Health myths exposed

Experts bust health and body myths that have been a part of our lifestyle since ages.


Ians August 01, 2014

From drinking eight glasses of water every day to eating food before going to bed helps in storing fat are some of the health guidelines that doctors suggest time and again, but experts bust such health and body myths that have been a part of our lifestyle since ages.



Myth: You should drink eight glasses of water a day: 51 per cent people think this is true

Reality: Fluid intake will be dependent on a number of factors and eight glasses of water a day is not going to be a level which is suitable for everyone. If a person is physically active, either because they play sports or have a demanding job, they will need to drink more. Conversely, if someone is eating lots of watery fruits and vegetables then they may need to drink less to remain well-hydrated.

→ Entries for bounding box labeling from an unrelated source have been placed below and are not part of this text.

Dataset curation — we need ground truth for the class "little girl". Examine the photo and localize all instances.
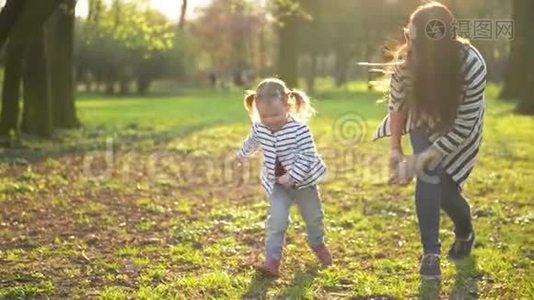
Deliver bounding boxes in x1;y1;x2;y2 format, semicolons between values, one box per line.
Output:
237;78;332;276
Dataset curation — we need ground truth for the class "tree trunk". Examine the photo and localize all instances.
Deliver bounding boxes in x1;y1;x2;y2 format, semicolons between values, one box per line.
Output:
48;0;80;128
278;9;298;88
514;0;534;115
22;26;53;137
499;0;532;99
0;0;26;48
0;42;24;136
9;0;63;42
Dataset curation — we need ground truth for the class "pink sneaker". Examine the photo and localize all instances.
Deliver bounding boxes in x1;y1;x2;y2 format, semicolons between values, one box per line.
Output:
312;244;332;266
257;256;280;277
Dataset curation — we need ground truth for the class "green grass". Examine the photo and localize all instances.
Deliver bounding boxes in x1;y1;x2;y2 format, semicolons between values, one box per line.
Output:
0;83;534;299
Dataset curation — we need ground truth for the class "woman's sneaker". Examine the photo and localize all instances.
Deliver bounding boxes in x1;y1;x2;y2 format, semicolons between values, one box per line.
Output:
447;232;475;261
257;256;280;277
312;244;332;266
419;253;441;280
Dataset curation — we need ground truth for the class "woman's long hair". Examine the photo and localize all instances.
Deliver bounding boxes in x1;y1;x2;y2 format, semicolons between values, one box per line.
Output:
400;2;468;132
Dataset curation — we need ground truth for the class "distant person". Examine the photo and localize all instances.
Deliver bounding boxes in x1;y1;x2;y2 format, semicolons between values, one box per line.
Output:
237;78;332;276
376;2;486;279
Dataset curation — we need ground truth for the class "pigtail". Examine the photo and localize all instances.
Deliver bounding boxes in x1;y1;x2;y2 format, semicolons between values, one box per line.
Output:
289;90;315;123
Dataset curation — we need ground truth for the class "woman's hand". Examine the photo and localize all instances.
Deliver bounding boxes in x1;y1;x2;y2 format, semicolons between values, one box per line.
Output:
276;173;295;189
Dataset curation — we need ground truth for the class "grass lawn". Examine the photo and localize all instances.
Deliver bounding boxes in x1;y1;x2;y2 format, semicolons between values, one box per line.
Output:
0;85;534;299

Myth: A tan can be healthy for your skin: 68 per cent people think this is true

Reality: A tan is a visible indication of sun damage, therefore, there is no such thing as a healthy tan. Healthy exposure should be limited to less than the time it takes to tan or burn. Burning just accelerates the risk of developing skin cancer and can also accelerate the ageing process, damage the skin and causing fine lines and wrinkles.



Myth: Adding fibre to your diet helps with constipation: 45 percent people think this is false

Reality: A high fibre diet is often recommended, especially for those with constipation. Furthermore, a diet rich in healthy fibre is linked to developing an improvement in digestive health. However, for many, adding bran and bran-based cereals to your diet may make constipation worse. Ideally, it is preferable to take soluble fibre found in fruits and vegetables.

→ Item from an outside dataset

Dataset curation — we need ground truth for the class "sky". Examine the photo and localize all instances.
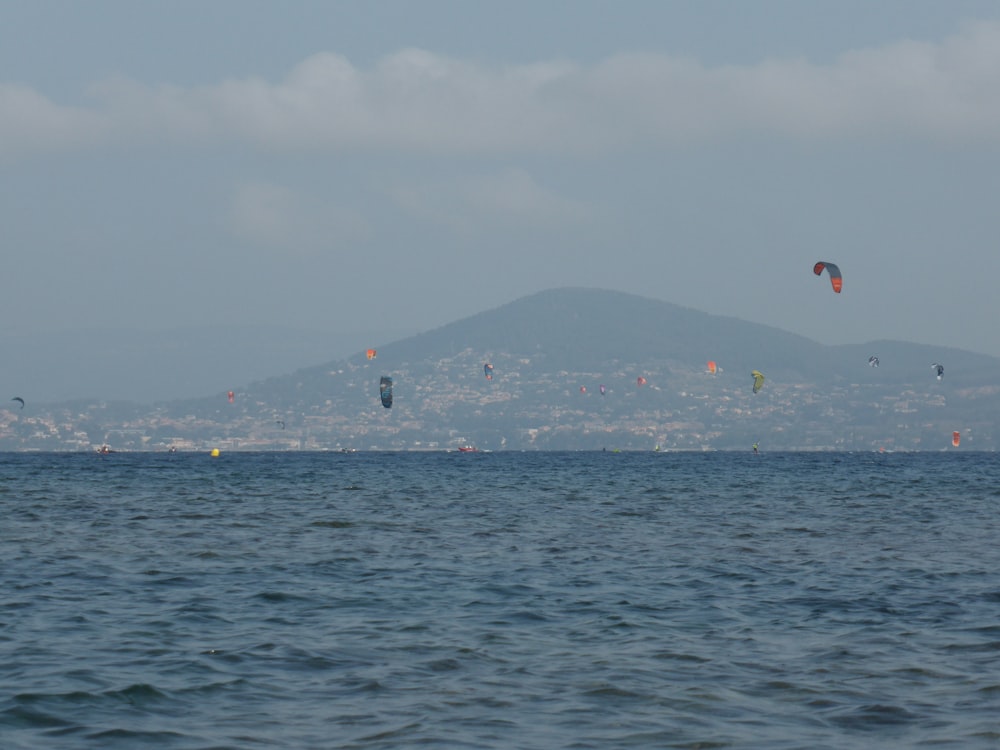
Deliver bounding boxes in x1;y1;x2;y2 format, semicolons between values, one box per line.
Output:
0;0;1000;398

Myth: Eating at night makes you store fat: 66 per cent people think this is true



Reality: If you are eating a meal or snack which is rich in carbohydrate and fats in the evening then this is likely to cause some fat storage as your insulin levels will peak in response to the glucose produced. However, this fact is largely dependent on what has been eaten throughout the day and also what level of exercise has been undertaken. 

Published in The Express Tribune, August 2nd, 2014.